Animated captions, burned-in
Render animated, per-word captions directly into the MP4 from a transcript JSON file.
Ship per-word animated captions in fifteen minutes. No SRT muxing, no caption library, no font-loading flake — captions are just DOM nodes, animated by CSS, rendered into the frame.
What you'll learn
- Mapping a transcript JSON into timed
<span>s - Driving the animation with
data-startanddata-duration - A tiny build step that goes from Whisper output to ready-to-render HTML
The result
The transcript
Whisper, Deepgram, AssemblyAI — they all emit something close to this shape:
{
"words": [
{ "text": "Captions", "start": 0.10, "end": 0.42 },
{ "text": "are", "start": 0.45, "end": 0.58 },
{ "text": "just", "start": 0.80, "end": 1.02 },
{ "text": "DOM", "start": 1.15, "end": 1.40 },
{ "text": "nodes", "start": 1.50, "end": 1.78 },
{ "text": "now.", "start": 1.85, "end": 2.20 }
]
}The build step
A short script turns the transcript into spans with timing baked in:
// build-captions.mjs
import { readFileSync, writeFileSync } from "node:fs";
const { words } = JSON.parse(readFileSync("transcript.json", "utf8"));
const spans = words.map(w => {
const duration = (w.end - w.start).toFixed(3);
return `<span class="w"
data-start="${w.start}"
data-duration="${duration}"
style="animation-delay:${w.start}s">${w.text}</span>`;
}).join("\n ");
const html = readFileSync("template.html", "utf8").replace("{{CAPTIONS}}", spans);
writeFileSync("out.html", html);The template is a plain document with one slot:
<!doctype html>
<html>
<head>
<style>
body { margin:0; height:100vh; background:#000; color:#fff;
font: 700 56px/1.2 ui-sans-serif, system-ui;
display:grid; place-items:end center; padding-bottom:80px; }
.cap { max-width:80vw; text-align:center; text-wrap: balance; }
.w { opacity:0; display:inline-block; margin:0 6px;
animation: pop .35s cubic-bezier(.2,.9,.2,1) both; }
@keyframes pop {
from { opacity:0; transform: translateY(8px) scale(.96); }
to { opacity:1; transform:none; }
}
</style>
</head>
<body>
<p class="cap">{{CAPTIONS}}</p>
</body>
</html>Render:
node build-captions.mjs
hyperframes render out.html --out captioned.mp4 --crf 18 --workers 4Pairing captions with a clip
If the captions sit on top of a video clip, both share the same timeline.

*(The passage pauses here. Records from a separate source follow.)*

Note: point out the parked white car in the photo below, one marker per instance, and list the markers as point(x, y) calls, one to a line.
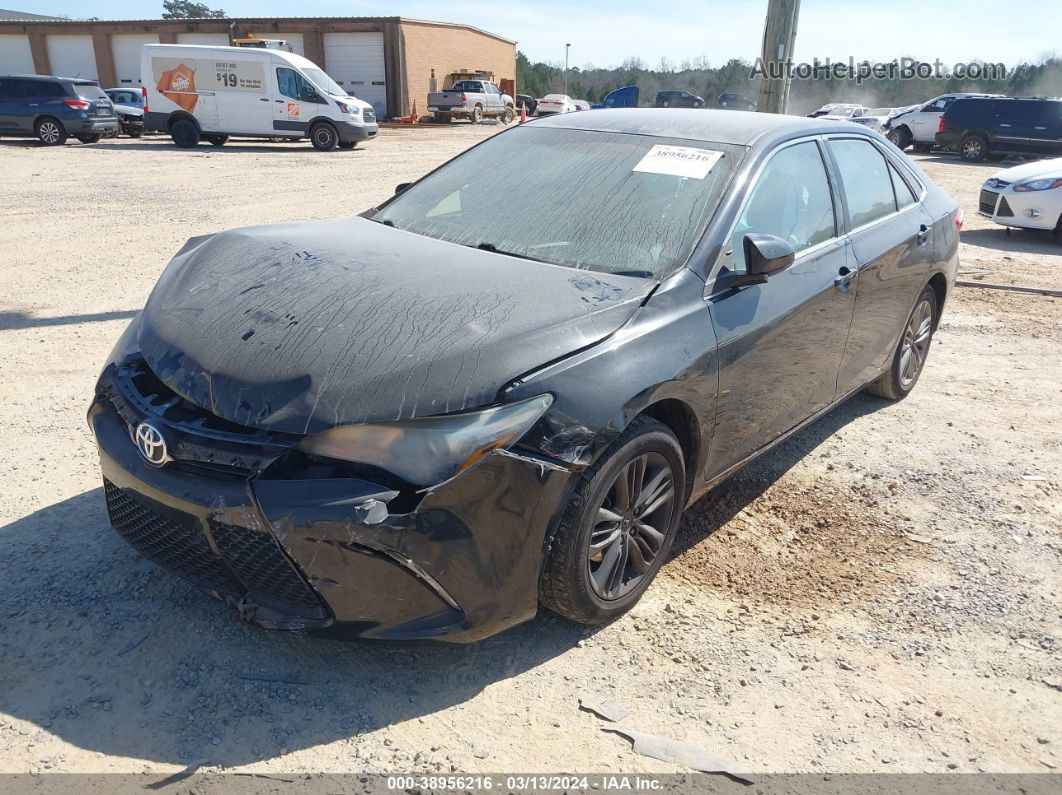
point(555, 103)
point(1027, 196)
point(874, 117)
point(919, 125)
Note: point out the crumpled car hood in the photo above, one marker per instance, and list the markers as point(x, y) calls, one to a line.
point(302, 327)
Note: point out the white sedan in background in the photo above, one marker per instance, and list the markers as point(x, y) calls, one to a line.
point(555, 103)
point(1028, 196)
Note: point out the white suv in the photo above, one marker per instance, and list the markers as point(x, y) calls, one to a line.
point(919, 125)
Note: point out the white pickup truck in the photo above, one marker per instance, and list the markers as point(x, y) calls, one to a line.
point(472, 99)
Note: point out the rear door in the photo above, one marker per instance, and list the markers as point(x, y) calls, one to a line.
point(781, 342)
point(892, 244)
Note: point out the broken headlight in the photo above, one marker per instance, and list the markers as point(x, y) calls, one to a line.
point(433, 449)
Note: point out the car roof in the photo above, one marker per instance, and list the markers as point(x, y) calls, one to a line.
point(718, 126)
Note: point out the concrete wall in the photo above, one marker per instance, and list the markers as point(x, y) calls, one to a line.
point(411, 48)
point(446, 49)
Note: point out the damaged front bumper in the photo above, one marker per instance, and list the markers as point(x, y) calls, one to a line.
point(290, 547)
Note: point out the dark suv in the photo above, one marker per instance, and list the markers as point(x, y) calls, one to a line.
point(678, 99)
point(53, 108)
point(732, 101)
point(990, 128)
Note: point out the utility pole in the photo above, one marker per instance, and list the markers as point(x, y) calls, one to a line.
point(566, 47)
point(780, 36)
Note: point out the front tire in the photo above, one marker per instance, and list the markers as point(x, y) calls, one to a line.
point(324, 137)
point(912, 350)
point(185, 134)
point(618, 528)
point(50, 132)
point(973, 148)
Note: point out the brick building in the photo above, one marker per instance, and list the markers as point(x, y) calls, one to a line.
point(390, 62)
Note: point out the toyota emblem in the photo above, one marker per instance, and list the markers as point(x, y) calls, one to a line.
point(151, 444)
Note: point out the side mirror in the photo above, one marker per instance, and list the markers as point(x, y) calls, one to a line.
point(767, 254)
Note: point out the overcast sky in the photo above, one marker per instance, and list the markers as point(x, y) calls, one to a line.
point(605, 32)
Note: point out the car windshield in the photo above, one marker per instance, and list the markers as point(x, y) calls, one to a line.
point(89, 91)
point(325, 83)
point(606, 202)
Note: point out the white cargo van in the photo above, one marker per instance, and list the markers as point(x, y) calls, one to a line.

The clip element uses data-start / data-duration for its own timing; captions use data-start for their per-word reveal. No coordination required — both read from frame-pinned time.
<video class="clip" src="hero.webm"
data-start="0" data-duration="8"></video>
<p class="cap" data-start="0" data-duration="8">
<span class="w" data-start="0.10" style="animation-delay:0.10s">Captions</span>
...
</p>Styling that survives platform compression
Three things make burned-in captions readable after TikTok's compressor mangles them:
- A semi-opaque shadow under each word:
text-shadow: 0 2px 8px rgba(0,0,0,.6); - A minimum font size of ~48px at 1080p.
- Avoid pure white on bright backgrounds —
#f8fafcreads as white and bands less.
Tweak it
- Swap
popforslide-upif your brand voice is calmer. - Highlight the active word by giving it a different color via
:nth-childmatched to playback time. - Add
data-fade="out:0.2"to fade the whole caption block as the clip ends.